Team handel en haven
zaaknummer / rolnummer: C/10/572040 / HA ZA 19-344
Vonnis van 17 maart 2021
in de zaak van
de rechtspersoon naar buitenlands recht
MARKEL INSURANCE SE,
gevestigd te München,
eiseres,
advocaat mr. W.A.M. Rupert te Rotterdam,
tegen
1. de rechtspersoon naar buitenlands recht
ALLIANZ GLOBAL CORPORATE & SPECIALTY SE,
gevestigd te München,
2. de rechtspersoon naar buitenlands recht
XL INSURANCE COMPANY SE,
gevestigd te Dublin,
gedaagden,
advocaat mr. E.J.W.M. van Niekerk te Rotterdam.
Partijen worden ook in dit vonnis Markel en CAR-verzekeraars genoemd.

1..De procedure

1.1.
Het verdere verloop van de procedure blijkt uit:
  • het tussenvonnis van 1 juli 2020 en de daaraan ten grondslag liggende stukken;
  • de conclusie na tussenvonnis van CAR-verzekeraars, met negen producties;
  • de antwoordconclusie na tussenvonnis van Markel.
1.2.
Ten slotte is vonnis bepaald.

2..De verdere beoordeling van het geschil

Het tussenvonnis

2.1.
In het tussenvonnis van 1 juli 2020 (hierna: het tussenvonnis) heeft de rechtbank vastgesteld dat er in deze zaak drie vragen centraal staan: 1) kunnen de door Flowfirm verrichte werkzaamheden worden gekwalificeerd als verzekerd werk onder de CAR-verzekering, 2) zo ja, komt aan CAR-verzekeraars een beroep toe op de ‘Testen en/of beproeven’-clausule en 3) zo nee, welke schade komt op grond van de CAR-verzekering voor vergoeding in aanmerking?
2.2.
Teneinde de eerste vraag te kunnen beantwoorden, dient, zo volgt uit het tussenvonnis, vast komen te staan wat moet worden verstaan onder ‘werkzaamheden in verband met onderhoud van bouwkundige aard’, zoals de omschrijving van het verzekerde interest op het polisblad luidt.

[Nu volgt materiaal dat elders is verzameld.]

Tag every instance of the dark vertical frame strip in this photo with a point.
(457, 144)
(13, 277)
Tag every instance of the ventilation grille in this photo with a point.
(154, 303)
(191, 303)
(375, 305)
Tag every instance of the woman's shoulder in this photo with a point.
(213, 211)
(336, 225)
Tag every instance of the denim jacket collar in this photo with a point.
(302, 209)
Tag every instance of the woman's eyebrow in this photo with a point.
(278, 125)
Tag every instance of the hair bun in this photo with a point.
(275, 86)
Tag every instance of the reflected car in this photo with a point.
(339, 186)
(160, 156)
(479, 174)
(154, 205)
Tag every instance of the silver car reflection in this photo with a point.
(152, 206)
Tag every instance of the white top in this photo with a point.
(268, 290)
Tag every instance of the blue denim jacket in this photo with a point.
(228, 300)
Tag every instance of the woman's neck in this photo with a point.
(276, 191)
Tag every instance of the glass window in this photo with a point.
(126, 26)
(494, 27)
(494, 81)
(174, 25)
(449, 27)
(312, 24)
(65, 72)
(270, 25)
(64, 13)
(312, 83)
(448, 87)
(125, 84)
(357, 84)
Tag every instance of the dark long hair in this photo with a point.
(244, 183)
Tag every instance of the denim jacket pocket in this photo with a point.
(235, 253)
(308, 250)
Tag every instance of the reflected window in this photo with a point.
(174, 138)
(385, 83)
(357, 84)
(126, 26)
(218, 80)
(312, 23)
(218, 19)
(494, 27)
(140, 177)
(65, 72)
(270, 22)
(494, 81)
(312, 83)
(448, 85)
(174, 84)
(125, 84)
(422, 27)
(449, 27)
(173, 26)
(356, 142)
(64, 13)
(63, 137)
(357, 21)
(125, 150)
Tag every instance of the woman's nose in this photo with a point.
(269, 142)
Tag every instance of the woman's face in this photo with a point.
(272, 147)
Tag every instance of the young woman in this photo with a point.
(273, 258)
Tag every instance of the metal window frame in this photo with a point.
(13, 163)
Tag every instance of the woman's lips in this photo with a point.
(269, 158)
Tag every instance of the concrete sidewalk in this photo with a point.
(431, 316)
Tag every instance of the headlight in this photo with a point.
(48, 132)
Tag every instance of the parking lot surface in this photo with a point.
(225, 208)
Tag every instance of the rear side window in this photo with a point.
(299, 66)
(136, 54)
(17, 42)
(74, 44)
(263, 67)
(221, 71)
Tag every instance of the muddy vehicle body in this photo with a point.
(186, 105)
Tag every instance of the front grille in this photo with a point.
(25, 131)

De rechtbank heeft in het tussenvonnis overwogen dat de verzekeringsovereenkomst en de daarop van toepassing zijnde voorwaarden geen definitie of toelichting bevatten van het begrip ‘onderhoud van bouwkundige aard’. Gelet daarop moet tot uitleg van dit begrip worden overgaan (r.o. 4.7. tussenvonnis). Verder heeft de rechtbank overwogen dat de onderhavige verzekeringsovereenkomst niet de eerste tussen partijen gesloten overeenkomst betreft. KFC heeft eerder een CAR-verzekering bij CAR-verzekeraars gesloten, te weten de Meijers-polis. Deze overeenkomst is door tussenkomst van een andere verzekeringsmakelaar gesloten. CAR-verzekeraars hebben onbetwist gesteld dat KFC en CAR-verzekeraars destijds over de verzekeringsvoorwaarden hebben onderhandeld (r.o. 4.8. tussenvonnis).
2.3.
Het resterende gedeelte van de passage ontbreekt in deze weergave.